Eva Kwong is known for her sensuous, colorful, large and small scale ceramic sculptures, vessels and installations inspired by her longtime interest in the organic forms and colors she sees in nature. Kwong’s glazes can range from subtle greens and browns to bright primary colors. Her thrown and hand built stoneware pieces are often provocative exploring the concept of opposites. Kwong is most well known for her ceramics but she has also made prints. A formal quality beautifully explored in Eva Kwong’s work is balance. To have it one needs more than one thing.

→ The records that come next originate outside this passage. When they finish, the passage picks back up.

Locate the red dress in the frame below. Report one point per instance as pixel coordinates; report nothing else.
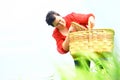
(76, 17)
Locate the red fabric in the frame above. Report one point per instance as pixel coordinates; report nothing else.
(76, 17)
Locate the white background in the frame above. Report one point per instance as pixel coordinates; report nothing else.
(27, 50)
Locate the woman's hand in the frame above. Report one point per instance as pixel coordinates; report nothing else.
(71, 29)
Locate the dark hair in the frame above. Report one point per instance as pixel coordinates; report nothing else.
(50, 17)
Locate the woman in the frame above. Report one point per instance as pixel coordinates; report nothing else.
(63, 27)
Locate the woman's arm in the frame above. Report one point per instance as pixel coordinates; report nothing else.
(91, 22)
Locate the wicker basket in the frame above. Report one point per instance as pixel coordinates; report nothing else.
(96, 40)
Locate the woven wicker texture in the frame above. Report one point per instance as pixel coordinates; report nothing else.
(96, 40)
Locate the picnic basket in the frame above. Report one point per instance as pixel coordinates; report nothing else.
(95, 40)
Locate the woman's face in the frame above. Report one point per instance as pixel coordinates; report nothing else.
(59, 22)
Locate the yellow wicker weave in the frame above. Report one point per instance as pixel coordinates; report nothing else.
(96, 40)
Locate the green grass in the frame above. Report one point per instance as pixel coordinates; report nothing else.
(110, 70)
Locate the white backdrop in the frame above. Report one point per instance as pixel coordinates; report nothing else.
(27, 50)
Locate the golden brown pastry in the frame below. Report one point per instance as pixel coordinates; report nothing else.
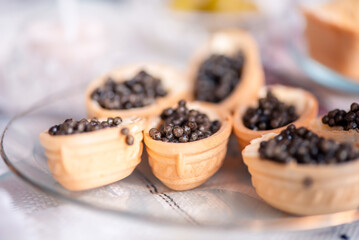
(333, 36)
(305, 103)
(186, 165)
(173, 82)
(86, 160)
(230, 43)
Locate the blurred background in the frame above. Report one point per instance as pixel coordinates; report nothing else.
(47, 46)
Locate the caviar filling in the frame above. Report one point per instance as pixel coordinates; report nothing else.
(70, 126)
(142, 90)
(305, 147)
(180, 125)
(270, 114)
(347, 120)
(218, 76)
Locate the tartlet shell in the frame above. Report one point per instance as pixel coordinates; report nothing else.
(182, 166)
(334, 187)
(306, 105)
(173, 81)
(229, 42)
(89, 160)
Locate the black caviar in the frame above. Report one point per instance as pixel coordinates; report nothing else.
(218, 76)
(305, 147)
(270, 114)
(140, 91)
(70, 126)
(347, 120)
(180, 125)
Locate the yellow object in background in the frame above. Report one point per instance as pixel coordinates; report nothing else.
(214, 5)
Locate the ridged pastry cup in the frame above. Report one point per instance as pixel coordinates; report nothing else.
(183, 166)
(229, 42)
(303, 189)
(333, 38)
(93, 159)
(305, 103)
(173, 81)
(336, 132)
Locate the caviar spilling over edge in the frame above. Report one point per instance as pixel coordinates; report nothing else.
(347, 120)
(182, 125)
(305, 147)
(70, 126)
(140, 91)
(270, 114)
(218, 76)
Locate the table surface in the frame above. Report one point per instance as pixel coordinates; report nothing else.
(41, 216)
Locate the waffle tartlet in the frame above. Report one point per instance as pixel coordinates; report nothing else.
(183, 166)
(336, 132)
(92, 159)
(228, 43)
(174, 82)
(303, 189)
(305, 103)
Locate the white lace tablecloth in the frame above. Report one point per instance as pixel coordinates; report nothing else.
(27, 213)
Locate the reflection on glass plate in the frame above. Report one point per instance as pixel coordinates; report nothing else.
(226, 201)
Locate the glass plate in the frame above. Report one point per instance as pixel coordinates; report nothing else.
(226, 201)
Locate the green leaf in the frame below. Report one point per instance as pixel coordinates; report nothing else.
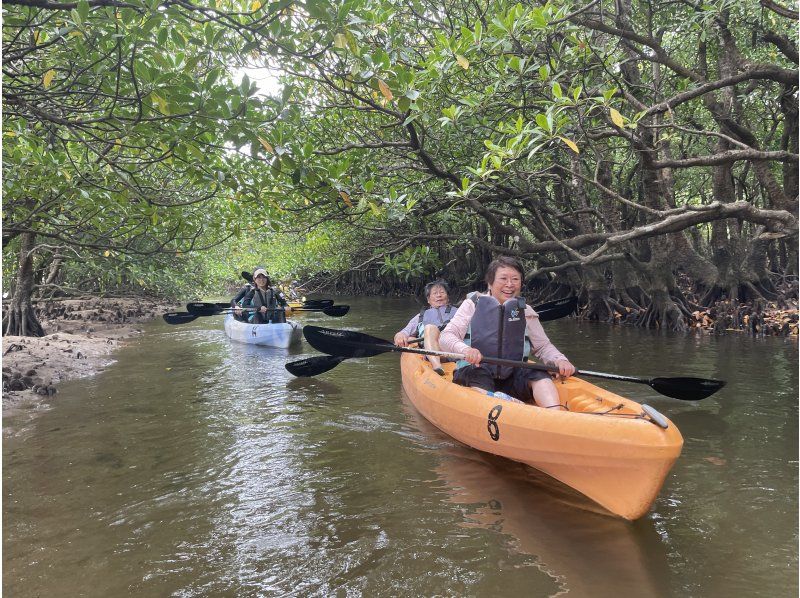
(543, 123)
(83, 9)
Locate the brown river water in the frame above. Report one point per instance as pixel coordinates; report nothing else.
(195, 466)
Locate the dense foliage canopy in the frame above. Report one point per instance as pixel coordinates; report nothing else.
(629, 151)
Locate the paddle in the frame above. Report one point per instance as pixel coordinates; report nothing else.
(348, 343)
(203, 308)
(184, 317)
(314, 303)
(553, 310)
(313, 366)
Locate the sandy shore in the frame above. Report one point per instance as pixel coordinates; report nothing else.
(82, 335)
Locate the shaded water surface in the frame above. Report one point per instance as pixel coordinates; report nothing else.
(199, 467)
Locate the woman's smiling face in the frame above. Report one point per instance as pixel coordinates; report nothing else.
(506, 285)
(438, 296)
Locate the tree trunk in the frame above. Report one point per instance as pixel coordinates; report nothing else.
(20, 319)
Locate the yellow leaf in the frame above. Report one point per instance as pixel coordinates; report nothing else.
(387, 93)
(162, 103)
(48, 78)
(616, 118)
(266, 145)
(571, 144)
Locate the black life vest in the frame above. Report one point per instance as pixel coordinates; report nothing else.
(499, 331)
(256, 298)
(438, 316)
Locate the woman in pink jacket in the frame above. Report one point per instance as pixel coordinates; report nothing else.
(501, 325)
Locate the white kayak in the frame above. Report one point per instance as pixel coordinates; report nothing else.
(267, 335)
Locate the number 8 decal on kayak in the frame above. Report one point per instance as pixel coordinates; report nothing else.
(491, 425)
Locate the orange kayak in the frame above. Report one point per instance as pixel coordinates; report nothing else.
(602, 445)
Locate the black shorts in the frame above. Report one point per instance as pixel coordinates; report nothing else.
(517, 384)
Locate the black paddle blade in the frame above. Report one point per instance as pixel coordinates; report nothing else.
(318, 303)
(179, 317)
(313, 366)
(201, 308)
(556, 309)
(337, 311)
(345, 343)
(686, 389)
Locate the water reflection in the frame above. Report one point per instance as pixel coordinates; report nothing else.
(196, 466)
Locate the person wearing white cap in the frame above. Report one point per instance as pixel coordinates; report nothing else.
(268, 303)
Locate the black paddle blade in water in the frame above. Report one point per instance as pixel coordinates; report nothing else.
(345, 343)
(202, 308)
(555, 310)
(179, 317)
(337, 311)
(320, 303)
(686, 389)
(312, 366)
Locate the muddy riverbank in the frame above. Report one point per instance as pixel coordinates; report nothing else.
(82, 335)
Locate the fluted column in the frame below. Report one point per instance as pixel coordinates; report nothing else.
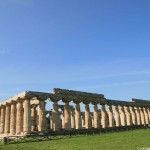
(27, 117)
(2, 121)
(142, 115)
(63, 119)
(19, 119)
(104, 121)
(96, 120)
(87, 117)
(148, 111)
(78, 116)
(55, 117)
(146, 116)
(33, 118)
(7, 119)
(117, 116)
(13, 118)
(134, 118)
(122, 116)
(83, 119)
(110, 116)
(72, 118)
(42, 116)
(128, 116)
(138, 116)
(67, 115)
(51, 120)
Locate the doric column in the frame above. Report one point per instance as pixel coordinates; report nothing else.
(7, 119)
(33, 117)
(55, 116)
(63, 119)
(117, 116)
(138, 116)
(83, 119)
(104, 117)
(72, 118)
(134, 119)
(142, 116)
(27, 116)
(128, 116)
(42, 116)
(2, 126)
(87, 117)
(13, 118)
(19, 119)
(122, 116)
(110, 116)
(67, 115)
(51, 121)
(146, 116)
(148, 111)
(96, 120)
(78, 116)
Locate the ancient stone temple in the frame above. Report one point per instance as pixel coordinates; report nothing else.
(25, 113)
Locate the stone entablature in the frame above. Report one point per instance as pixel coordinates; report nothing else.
(25, 112)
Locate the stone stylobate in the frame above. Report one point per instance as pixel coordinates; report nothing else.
(25, 112)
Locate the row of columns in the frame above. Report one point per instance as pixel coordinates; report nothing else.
(20, 117)
(113, 116)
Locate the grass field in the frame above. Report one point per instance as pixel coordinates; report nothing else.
(123, 140)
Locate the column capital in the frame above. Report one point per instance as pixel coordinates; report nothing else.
(13, 102)
(2, 106)
(7, 104)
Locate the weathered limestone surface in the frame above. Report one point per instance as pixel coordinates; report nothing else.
(87, 117)
(104, 121)
(110, 116)
(7, 119)
(19, 119)
(2, 119)
(13, 118)
(27, 116)
(55, 117)
(128, 116)
(122, 116)
(25, 112)
(96, 121)
(78, 116)
(67, 115)
(42, 116)
(117, 116)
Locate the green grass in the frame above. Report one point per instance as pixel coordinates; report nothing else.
(125, 140)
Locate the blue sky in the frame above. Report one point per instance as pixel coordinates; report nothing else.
(89, 45)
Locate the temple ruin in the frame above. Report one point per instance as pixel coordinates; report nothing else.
(25, 113)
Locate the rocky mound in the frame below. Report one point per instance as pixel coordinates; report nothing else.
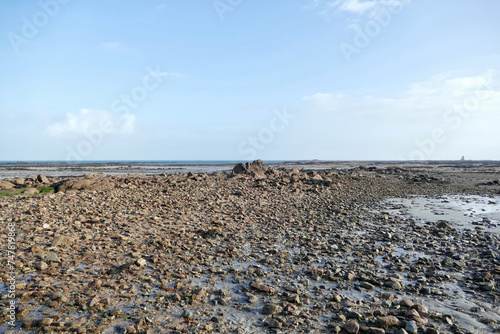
(85, 184)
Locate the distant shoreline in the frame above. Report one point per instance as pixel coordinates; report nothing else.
(12, 169)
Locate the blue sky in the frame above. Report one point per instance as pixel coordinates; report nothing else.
(239, 80)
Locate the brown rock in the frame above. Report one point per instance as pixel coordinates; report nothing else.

Jane Shellenbarger, is an assistant professor of Ceramics at RIT and serves on the Board of Directors of NCECA as a director at large. She was a resident artist at the Archie Bray
Foundation. She has been invited to teach, demonstrate Ceramics, and lecture internationally at such prestigious venues as Kansas City Art Institute, Haystack, Penland, San Bao Ceramic Art
Institute in Jingdezhen, China. Her work is exhibited around the world, and in the public collections of the Renwick Gallery of the National Museum of American Art, Smithsonian Institution, Washington D.C., the San Angelo Museum of Fine Art, and Kanazawa Nakamura Memorial Museum, Japan
Jane’s studio practice has focused on utilitarian objects with deep and varied surface treatments, often including drawings and images that create a dialogue. Her work considers the tipping point between elegance and awkwardness, questioning conventional beauty within historical forms, and where the familiar object becomes artifact. Her research embraces multiple histories and the nuanced and complex relationship we have with objects in our everyday lives.